A short reply that is longer than a tweet.
This morning I did like every morning, and indulged in an hour of reading – blogs, tweets, articles. It sounds like a long time, but I promise it’s not – I can type (nearly) as fast as I read. So looking through the #ccourses tagged tweets I noticed that Lisa Lane was talking about the daily topic set for the current unit Putting it into Practice. So this led me to look up the topic for today:
How might you create your own Personal Learning Network on the open web to provide you with support?
I did what any good student would do. I looked it up, and I am still looking. Without formally engineering connections, Connected Courses has opened a door for all of the people involved.

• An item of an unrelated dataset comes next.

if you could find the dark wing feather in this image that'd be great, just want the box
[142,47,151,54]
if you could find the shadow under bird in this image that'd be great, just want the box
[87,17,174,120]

Consider: I am a cellist. I teach music. You don’t know who I am. I think you are interesting and would like to connect. I drop you an email or a message.
If I am lucky and you are not swamped, you might reply.
Somehow being under the same umbrella of Connected Courses has made me braver – I have ventured a dozen connections through DM, email, or a comment and they have produced results from no reply (even in the best settings it happens- and you still have to try!) to the birth of concrete projects. That makes it so worth while. The thing that has been so valuable is that initial permission to connect and to already have a seed of commonality – I don’t want to be pegged as a musician. Music is my language but what I do is communicate, and that is not confined to one type of people. The best ideas come when the ingredients are mixed – sometimes blending well and other times sitting separately, side-by-side. Either way they reveal something about the other and then we grow.
So back to the question, how do you grow your own PLN on the open web to provide you with support? My guess is that it involves knocking on the door and seeing if someone answers. -and if someone knocks on your door, to open it, or at the very least have a little look through the keyhole.